Chronique|

Douze résolutions douces

<em>La Danse de la vie</em>, Edvard Munch, 1899-1900

CHRONIQUE / En cette nouvelle année, en ces douze nouveaux mois purs et blancs devant nous, je vous propose douze résolutions à intégrer au quotidien. À ma manière ; à la doux.


1. D’abord, débranche-toi. Après la lecture de cette chronique, ferme tout, ferme les yeux, et ouvre le reste. Reconnecte avec tes sens, et surtout, respire. Tu existes. La véritable connexion ne prend pas de Wi-Fi. Accepte profondément que tes cinq boîtes de réception ne seront jamais vides.

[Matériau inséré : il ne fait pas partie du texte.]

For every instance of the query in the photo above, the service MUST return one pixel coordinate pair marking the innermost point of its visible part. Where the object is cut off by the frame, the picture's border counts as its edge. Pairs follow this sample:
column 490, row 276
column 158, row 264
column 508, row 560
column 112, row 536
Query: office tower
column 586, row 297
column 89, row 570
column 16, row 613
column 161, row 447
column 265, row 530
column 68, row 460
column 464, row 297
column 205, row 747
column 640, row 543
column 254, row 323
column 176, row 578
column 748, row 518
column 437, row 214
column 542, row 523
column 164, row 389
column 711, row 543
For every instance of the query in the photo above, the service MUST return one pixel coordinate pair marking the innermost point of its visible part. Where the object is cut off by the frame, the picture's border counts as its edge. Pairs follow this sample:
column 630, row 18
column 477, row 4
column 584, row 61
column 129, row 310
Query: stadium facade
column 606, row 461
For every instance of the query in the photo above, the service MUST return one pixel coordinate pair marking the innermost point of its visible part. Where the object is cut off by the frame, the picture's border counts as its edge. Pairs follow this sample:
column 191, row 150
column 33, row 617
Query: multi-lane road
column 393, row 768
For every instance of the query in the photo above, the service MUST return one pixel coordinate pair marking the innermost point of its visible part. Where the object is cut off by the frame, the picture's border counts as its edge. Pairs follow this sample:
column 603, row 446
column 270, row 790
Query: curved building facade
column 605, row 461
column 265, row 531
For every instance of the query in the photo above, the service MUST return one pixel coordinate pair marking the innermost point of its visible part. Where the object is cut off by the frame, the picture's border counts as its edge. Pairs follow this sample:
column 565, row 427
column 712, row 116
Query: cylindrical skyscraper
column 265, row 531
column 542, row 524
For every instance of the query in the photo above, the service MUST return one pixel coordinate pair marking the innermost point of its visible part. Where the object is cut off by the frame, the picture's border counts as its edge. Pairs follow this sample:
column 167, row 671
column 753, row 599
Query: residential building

2. Ne tente pas de tout comprendre. C’est impossible. Essaie d’apprendre, le plus possible. Surtout, apprends et comprends-toi. Rien d’autre n’a d’importance. Le « je » touche à l’universel. Cherche-toi, travaille-toi, repentis-toi. Toute la vie.



3. Refuse la culpabilité féminine. Tu peux dire non ; tu peux « déranger » — être là. Tu es assez, et merveilleuse. Ne te sens pas mal d’être en haut, ne te sens pas coupable d’être fatiguée et humaine. Ne te laisse pas insulter, rabaisser, regarder irrespectueusement. Porte ce que tu veux.

4. Puis, danse. Tous les jours, quelques pas, partout. Célèbre ta liberté de mouvement. Aime avec tes jambes, ton torse, tes orteils et tes doigts. Prends l’espace qui te revient sur Terre, dans cette rue. Transforme les attentes de bus et d’avion en spectacle, en monologue du corps. Fais fi des regards : ils disparaîtront. Seul comptent tes pas de tango, de valse et de bachata.

5. Rappelle-toi du ciel. Une fois par jour, lève les yeux pour te remémorer l’infiniment grand. Et l’humilité. Tu es un petit point — certes important. Les nuages sont rois et lents. Imite-les : ralentis. Moule ton organisme à leur nonchalance. « La nature fait les choses sans se presser, et pourtant tout est accompli. » (Lao-Tseu)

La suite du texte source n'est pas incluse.